In July, our mothers signed us up to be junior counselors at the town’s day camp. Claire was the only person I spoke to and who spoke to me. Everyone loved Claire, though. She could play the guitar, beat anyone in a race across the sand, and she petitioned the camp to let us build a twenty-person ice cream sundae, exhausting the kitchen’s supplies. Three different junior counselor boys had a crush on her, and kids followed her around as if she was made of cake icing.

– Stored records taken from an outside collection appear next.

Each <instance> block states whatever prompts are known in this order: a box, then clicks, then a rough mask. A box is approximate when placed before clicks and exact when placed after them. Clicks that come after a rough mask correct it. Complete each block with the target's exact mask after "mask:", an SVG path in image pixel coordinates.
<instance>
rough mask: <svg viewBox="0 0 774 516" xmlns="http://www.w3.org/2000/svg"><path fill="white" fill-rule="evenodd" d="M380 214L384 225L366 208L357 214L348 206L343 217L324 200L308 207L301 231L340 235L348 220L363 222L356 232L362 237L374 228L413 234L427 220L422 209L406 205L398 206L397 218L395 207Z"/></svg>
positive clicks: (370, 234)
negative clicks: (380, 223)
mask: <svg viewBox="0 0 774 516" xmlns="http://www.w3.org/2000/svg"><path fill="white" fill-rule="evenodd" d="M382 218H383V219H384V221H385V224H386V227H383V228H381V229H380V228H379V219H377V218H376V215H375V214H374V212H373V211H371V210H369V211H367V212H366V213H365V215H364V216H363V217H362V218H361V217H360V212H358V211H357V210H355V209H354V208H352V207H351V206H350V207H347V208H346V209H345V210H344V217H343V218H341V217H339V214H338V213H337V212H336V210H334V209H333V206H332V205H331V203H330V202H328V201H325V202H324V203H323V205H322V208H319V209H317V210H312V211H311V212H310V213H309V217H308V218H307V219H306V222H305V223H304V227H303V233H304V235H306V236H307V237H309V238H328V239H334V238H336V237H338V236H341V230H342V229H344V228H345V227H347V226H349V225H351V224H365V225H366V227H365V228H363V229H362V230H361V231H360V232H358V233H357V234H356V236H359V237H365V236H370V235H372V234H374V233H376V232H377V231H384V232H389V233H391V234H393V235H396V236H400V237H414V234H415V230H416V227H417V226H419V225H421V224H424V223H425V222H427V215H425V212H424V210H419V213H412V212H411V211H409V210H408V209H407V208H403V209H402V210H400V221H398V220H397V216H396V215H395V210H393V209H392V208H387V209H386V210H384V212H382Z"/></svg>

That fall, I switched from St Martha’s, a private Catholic school in Brooklyn Heights, to Peninsula Upper School, where Claire went. Seventh through ninth graders were in one building, and high-school sophomores through seniors were in another. Claire was the only person I knew who went there, but I certainly didn’t know who Claire was. If I had, I wouldn’t have acted like such a juvenile around her, stealing stacks of orange-yellow 500s from the bank when we played Monopoly, constantly playing the beach house’s Nintendo even though I barely touched our console at home. And I certainly wouldn’t have done that dance when I won the Mega Man Six tournament, the finale of which involved flashing Claire my pink bubble-printed underwear.
On September 3, I barely noticed a tall, beautiful blonde girl climb aboard the school bus. ‘Get your butt over here!’ a guy at the back of the bus screamed at her. Other guys made whooing noises. ‘Where’ve you been all summer, Claire?’ a girl cried.
Claire? I started up, alarmed. The blonde girl in the pink shirt and form-fitted jeans took off her pale sunglasses. There were those familiar blue-green eyes, that lush, pink mouth, but her hair was so smooth, her clothes so brand-new. She whipped her head around, as if looking for someone. I slumped down in the seat and pretended to be fascinated by my lunch, a cold can of Coke that had sweated through the brown paper lunch bag, a smushed PB&J, crammed into a Ziploc. Finally, Claire walked to the back and fell into a seat with one of the girls.
‘Anyone sitting here?’ asked an Indian boy who I would later learn was named Vishal. My hand was still saving the empty seat next to the aisle for Claire.